Re: Recovering from detoast-related catcache invalidations
Andres Freund <andres@anarazel.de>
From: Andres Freund <andres@anarazel.de>
To: Arseniy Mukhin <arseniy.mukhin.dev@gmail.com>
Cc: Heikki Linnakangas <hlinnaka@iki.fi>, Noah Misch <noah@leadboat.com>, Tom Lane <tgl@sss.pgh.pa.us>, Xiaoran Wang <fanfuxiaoran@gmail.com>, pgsql-hackers@lists.postgresql.org
Date: 2025-12-18T19:07:00Z
Lists: pgsql-hackers
Hi,
On 2025-09-29 19:34:47 +0300, Arseniy Mukhin wrote:
> On Fri, Sep 19, 2025 at 11:11 PM Andres Freund <andres@anarazel.de> wrote:
> >
> > On 2025-03-26 07:21:43 -0400, Andres Freund wrote:
> > > On 2025-01-14 15:13:21 +0200, Heikki Linnakangas wrote:
> > > > Committed with those fixes. Thanks for the review!
> > >
> > > The test doesn't seem entirely stable. E.g.
> > > https://cirrus-ci.com/task/6166374147424256
> > > failed spuriously:
> > >
> > > [08:52:06.822](0.002s) # issuing query 1 via background psql:
> > > # SELECT injection_points_set_local();
> > > # SELECT injection_points_attach('catcache-list-miss-systable-scan-started', 'wait');
> > > [08:52:06.851](0.029s) # results query 1:
> > > # {
> > > # 'stderr' => 'background_psql: QUERY_SEPARATOR 1:
> > > # ',
> > > # 'stdout' => '
> > > #
> > > # background_psql: QUERY_SEPARATOR 1:
> > > # '
> > > # }
> > > [08:52:06.893](0.042s) # issuing query 1 via background psql:
> > > # SELECT injection_points_wakeup('catcache-list-miss-systable-scan-started');
> > > # SELECT injection_points_detach('catcache-list-miss-systable-scan-started');
> > > [08:52:06.897](0.004s) # pump_until: process terminated unexpectedly when searching for "(?^:(^|\n)background_psql: QUERY_SEPARATOR 1:\r?\n)" with stream: ""

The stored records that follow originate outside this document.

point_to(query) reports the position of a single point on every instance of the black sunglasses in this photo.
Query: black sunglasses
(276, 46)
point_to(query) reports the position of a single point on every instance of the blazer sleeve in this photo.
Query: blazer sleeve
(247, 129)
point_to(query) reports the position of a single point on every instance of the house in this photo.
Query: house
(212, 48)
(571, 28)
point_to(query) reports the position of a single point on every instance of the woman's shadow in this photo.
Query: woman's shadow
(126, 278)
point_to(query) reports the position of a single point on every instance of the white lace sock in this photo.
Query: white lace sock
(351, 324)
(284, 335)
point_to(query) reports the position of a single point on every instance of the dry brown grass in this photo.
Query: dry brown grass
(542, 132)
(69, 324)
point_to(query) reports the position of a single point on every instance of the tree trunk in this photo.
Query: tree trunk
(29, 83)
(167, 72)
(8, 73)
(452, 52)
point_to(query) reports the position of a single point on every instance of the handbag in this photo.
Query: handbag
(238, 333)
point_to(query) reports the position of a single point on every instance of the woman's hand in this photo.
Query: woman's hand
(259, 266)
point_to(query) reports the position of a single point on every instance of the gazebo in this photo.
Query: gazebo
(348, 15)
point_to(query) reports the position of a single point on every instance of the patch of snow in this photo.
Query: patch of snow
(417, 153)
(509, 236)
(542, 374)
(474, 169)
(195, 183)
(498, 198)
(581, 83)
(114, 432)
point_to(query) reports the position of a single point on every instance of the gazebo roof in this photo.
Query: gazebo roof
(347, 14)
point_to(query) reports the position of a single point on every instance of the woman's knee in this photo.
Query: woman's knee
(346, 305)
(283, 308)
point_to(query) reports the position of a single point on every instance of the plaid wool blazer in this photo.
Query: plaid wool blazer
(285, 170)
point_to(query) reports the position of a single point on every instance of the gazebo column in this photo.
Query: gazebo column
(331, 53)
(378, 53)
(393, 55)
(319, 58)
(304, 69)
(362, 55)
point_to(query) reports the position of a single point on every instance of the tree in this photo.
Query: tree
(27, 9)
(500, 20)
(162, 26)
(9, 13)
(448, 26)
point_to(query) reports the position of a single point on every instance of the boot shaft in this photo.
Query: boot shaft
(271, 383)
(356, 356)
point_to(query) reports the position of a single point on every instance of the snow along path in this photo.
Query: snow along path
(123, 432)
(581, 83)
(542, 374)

> > > process ended prematurely at /tmp/cirrus-ci-build/src/test/perl/PostgreSQL/Test/Utils.pm line 440.
> > >
> > >
> > > 2025-03-25 08:52:06.896 UTC [34240][client backend] [007_catcache_inval.pl][4/2:0] ERROR: could not find injection point catcache-list-miss-systable-scan-started to wake up
> > > 2025-03-25 08:52:06.896 UTC [34240][client backend] [007_catcache_inval.pl][4/2:0] STATEMENT: SELECT injection_points_wakeup('catcache-list-miss-systable-scan-started');
> >
> > And again: https://cirrus-ci.com/task/6082321633247232
> >
> > Ping?
> >
>
> The wait_for_event call, which is typically used with a wait injection
> point, is missing. Could this be the cause of instability? If this
> makes sense, please find the attached fix.
I was just reminded of this thread because I saw the failure again:
https://cirrus-ci.com/task/5859971612540928
(it's unrelated to the patch)
I think you might be right - the wait point might not yet have been reached,
because the query_until() just waits for "starting_bg_psql" being printed by
\echo starting_bg_psql
SELECT foofunc(1);
while the wait point is only hit during the "SELECT foofunc(1)'. There's no
guarantee that we will have reached the wait point by this point.
I found that I can reproduce the issue with
--- i/src/test/modules/test_misc/t/007_catcache_inval.pl
+++ w/src/test/modules/test_misc/t/007_catcache_inval.pl
@@ -53,6 +53,7 @@ my $psql_session2 = $node->background_psql('postgres');
# catcache list
$psql_session->query_safe(
qq[
+ SELECT pg_sleep(0.1);
SELECT injection_points_set_local();
SELECT injection_points_attach('catcache-list-miss-systable-scan-started', 'wait');
]);
@@ -62,6 +63,7 @@ $psql_session->query_safe(
$psql_session->query_until(
qr/starting_bg_psql/, q(
\echo starting_bg_psql
+ SELECT pg_sleep(3);
SELECT foofunc(1);
));
(the first SELECT just is there to later avoid hitting the injection point, by
already having loaded the cache entry for pg_sleep).
And indeed your patch fixes that.
Greetings,
Andres Freund